I've noticed my Norgate/Amibroker database often doesn't include newer shares under discussion in ASF.  For example, A2M was missing when I checked a few weeks ago.

1.  Does anyone else encounter that with Norgate?

2.  Any suggestions on a spot to download tickers (e.g. by year) for new listings 


Interestingly if I enter the tickers, Amibroker seems to instantly bring up the data bars for the handful of these of seen in recent years.


Thanks in advance.....


----------



## rnr (1 January 2016)

Are you running your "ASX-Premium Data" script (see AmiBroker under the Tools tab) on at least a weekly basis.

Refer to Premium Data support if you haven't got the script set up.

They are always spot on from my perspective.


----------



## Newt (2 January 2016)

rnr said:


> Are you running your "ASX-Premium Data" script (see AmiBroker under the Tools tab) on at least a weekly basis.
> 
> Refer to Premium Data support if you haven't got the script set up.
> 
> They are always spot on from my perspective.






No - I figured the daily update script was doing so much it was all done for me.
In fact I don't see the script there any more - may have lost it during recent upgrade.  Thanks - will check it out.


----------



## Newt (2 January 2016)

Thank you again rnr.
I almost made the mistake of reinstalling the Amibroker script executable, but there are very specific instructions in the support area (again, as you suggested) on how to re-create the Amibroker maintenance script menu item under the Tools menu here, if ever of use to anyone else.  Apparently this is not unusual after an Amibroker upgrade.

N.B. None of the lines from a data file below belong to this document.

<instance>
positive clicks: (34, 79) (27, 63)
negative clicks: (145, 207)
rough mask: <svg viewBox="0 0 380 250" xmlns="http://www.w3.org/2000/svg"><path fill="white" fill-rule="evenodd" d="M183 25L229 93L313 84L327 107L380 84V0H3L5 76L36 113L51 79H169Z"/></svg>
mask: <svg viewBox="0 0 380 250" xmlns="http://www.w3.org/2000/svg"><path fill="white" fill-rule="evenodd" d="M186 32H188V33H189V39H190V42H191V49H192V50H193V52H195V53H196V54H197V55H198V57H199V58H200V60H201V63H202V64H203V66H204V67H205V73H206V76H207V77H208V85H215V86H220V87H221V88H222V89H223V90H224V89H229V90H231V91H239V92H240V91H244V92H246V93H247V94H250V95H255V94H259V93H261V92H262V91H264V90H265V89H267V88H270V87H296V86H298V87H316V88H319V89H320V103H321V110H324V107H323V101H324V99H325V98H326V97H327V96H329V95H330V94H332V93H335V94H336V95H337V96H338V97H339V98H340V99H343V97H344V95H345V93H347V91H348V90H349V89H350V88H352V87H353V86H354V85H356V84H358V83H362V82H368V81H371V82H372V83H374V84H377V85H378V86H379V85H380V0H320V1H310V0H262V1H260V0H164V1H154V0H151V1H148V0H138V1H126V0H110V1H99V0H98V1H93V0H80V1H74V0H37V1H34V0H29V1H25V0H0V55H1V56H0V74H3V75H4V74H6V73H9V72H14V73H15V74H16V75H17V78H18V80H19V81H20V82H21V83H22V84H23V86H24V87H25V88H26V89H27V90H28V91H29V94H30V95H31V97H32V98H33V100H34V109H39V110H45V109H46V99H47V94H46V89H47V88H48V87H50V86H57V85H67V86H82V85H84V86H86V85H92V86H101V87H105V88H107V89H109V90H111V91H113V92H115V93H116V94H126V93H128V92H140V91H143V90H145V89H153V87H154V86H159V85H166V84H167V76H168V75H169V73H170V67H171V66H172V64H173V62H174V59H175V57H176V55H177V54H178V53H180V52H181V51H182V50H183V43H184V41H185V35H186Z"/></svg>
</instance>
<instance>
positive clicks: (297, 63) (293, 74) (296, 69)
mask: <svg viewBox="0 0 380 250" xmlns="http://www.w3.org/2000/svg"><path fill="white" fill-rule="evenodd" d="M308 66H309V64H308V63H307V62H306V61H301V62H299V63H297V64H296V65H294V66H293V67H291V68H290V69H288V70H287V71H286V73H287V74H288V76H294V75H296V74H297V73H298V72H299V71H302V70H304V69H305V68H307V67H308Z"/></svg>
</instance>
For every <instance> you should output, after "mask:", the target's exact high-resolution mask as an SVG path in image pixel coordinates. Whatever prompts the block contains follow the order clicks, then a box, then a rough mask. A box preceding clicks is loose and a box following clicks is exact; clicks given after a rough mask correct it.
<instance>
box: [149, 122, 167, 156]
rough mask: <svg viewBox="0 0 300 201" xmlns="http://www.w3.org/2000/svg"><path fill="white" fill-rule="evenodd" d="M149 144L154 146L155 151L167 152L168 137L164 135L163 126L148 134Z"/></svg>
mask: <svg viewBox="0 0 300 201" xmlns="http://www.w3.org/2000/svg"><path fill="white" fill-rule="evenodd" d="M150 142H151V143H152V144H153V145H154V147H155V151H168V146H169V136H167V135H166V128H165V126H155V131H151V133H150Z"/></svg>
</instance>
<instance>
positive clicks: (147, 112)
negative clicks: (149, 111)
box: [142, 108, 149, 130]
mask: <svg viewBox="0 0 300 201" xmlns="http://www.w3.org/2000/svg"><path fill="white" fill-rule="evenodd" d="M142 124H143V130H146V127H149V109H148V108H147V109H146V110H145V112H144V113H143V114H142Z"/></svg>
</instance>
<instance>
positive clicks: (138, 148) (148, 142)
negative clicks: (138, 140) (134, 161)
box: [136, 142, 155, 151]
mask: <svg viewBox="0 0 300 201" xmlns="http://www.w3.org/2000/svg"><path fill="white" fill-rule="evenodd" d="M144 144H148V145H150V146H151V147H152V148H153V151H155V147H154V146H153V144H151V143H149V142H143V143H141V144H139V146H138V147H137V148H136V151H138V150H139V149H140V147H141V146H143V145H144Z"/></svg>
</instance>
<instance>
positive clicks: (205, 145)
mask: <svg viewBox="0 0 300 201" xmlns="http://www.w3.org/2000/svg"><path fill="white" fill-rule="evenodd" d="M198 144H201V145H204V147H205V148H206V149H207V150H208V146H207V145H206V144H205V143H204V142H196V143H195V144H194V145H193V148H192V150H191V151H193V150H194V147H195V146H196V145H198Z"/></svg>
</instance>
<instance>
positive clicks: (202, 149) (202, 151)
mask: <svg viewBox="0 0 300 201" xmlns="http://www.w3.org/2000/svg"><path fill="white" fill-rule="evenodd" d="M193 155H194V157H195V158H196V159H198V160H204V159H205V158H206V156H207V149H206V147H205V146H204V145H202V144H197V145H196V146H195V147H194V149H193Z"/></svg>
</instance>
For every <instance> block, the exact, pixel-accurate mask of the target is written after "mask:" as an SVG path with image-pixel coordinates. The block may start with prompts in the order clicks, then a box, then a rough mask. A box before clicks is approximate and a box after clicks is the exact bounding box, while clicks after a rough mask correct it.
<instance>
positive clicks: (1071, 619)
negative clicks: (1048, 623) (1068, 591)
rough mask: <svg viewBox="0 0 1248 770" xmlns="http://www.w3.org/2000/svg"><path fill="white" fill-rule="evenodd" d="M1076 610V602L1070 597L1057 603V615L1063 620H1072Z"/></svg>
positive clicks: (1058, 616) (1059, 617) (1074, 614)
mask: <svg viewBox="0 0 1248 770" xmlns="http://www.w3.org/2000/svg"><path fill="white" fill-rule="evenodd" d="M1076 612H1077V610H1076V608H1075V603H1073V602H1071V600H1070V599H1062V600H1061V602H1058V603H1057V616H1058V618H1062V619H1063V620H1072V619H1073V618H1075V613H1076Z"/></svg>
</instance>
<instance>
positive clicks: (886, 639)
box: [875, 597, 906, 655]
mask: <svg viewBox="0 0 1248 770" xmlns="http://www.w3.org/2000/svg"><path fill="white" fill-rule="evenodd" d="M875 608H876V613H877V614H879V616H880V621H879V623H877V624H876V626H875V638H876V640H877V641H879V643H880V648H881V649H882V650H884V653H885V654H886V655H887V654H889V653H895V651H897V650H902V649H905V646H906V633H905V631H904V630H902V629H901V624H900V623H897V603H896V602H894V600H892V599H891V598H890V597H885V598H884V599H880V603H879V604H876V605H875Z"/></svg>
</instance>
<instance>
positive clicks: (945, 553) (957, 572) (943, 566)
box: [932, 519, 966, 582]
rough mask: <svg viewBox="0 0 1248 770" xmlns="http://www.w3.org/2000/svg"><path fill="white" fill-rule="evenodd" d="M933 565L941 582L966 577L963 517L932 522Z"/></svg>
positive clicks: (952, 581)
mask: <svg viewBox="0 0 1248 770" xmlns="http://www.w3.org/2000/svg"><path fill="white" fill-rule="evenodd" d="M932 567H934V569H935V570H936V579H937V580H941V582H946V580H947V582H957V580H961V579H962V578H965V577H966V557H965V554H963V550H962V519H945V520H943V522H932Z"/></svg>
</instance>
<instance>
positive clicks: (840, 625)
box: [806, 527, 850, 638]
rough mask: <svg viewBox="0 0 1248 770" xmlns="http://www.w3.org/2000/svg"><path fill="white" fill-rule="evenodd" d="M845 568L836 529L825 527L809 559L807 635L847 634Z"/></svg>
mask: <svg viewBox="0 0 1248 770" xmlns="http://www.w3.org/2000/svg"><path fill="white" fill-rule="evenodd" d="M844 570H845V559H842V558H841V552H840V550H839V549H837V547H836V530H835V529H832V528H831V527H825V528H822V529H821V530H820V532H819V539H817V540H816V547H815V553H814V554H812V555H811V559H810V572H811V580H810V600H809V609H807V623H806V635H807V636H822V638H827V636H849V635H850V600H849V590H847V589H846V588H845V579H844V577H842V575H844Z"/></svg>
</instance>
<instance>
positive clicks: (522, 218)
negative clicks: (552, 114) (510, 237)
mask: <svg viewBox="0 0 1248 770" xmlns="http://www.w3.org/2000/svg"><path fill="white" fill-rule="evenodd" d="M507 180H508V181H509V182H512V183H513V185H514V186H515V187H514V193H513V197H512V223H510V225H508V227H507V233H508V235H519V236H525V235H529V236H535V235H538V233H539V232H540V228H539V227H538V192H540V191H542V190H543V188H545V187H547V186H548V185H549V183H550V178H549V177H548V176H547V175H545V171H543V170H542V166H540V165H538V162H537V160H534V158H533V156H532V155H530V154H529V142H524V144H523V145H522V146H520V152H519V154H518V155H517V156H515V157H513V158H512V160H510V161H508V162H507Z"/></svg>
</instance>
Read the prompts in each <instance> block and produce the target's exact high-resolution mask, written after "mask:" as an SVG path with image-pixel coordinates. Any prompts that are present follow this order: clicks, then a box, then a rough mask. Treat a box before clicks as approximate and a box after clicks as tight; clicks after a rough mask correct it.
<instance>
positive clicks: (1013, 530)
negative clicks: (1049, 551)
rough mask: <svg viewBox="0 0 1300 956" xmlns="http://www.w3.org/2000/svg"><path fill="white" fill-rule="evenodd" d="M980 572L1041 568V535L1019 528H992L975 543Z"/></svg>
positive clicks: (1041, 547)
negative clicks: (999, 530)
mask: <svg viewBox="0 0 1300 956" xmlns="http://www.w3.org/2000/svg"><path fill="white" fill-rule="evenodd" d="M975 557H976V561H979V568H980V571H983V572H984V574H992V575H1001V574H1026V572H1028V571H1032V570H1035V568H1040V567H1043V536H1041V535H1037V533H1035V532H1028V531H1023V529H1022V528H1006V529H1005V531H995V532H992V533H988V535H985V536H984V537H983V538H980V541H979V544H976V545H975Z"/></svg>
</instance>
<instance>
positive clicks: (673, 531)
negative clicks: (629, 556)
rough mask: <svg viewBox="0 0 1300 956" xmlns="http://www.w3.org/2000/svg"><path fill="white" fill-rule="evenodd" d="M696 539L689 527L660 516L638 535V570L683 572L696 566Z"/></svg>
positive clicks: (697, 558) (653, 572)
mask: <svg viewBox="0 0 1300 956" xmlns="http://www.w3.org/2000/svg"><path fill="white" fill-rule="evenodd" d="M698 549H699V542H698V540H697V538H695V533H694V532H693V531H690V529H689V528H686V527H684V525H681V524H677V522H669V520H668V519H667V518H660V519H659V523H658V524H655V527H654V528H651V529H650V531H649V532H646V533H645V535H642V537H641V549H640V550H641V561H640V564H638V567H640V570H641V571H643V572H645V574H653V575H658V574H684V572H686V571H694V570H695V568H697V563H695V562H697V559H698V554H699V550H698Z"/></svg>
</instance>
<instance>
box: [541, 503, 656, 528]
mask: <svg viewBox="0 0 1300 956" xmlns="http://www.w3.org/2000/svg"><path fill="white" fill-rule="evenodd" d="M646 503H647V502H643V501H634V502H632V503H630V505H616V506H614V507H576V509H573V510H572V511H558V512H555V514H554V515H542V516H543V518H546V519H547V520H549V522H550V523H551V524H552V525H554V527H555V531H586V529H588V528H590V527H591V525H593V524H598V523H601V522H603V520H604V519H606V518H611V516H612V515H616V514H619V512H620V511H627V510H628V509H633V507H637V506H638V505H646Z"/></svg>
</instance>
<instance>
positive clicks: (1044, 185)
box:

http://www.premiumdata.net/support/amibroker.php

Also else failed, so I had to read the instructions - will now run this script each week as recommended


----------



## Ironik (2 January 2016)

Newt said:


> Thank you again rnr.
> I almost made the mistake of reinstalling the Amibroker script executable, but there are very specific instructions in the support area (again, as you suggested) on how to re-create the Amibroker maintenance script menu item under the Tools menu here, if ever of use to anyone else.  Apparently this is not unusual after an Amibroker upgrade.
> 
> http://www.premiumdata.net/support/amibroker.php
> ...




Hi Newt,
Many thanks for this info.I was in a similar situation and was wondering why the new listings were not showing up on my scans. 
Now that I have upgraded to AB Ver 6.0, hopefully  I will not encounter similar issues in the future
Really grateful to you  for bringing this up.

Thanks.
Ironik


----------



## Newt (2 January 2016)

Happy New(ish) Year


----------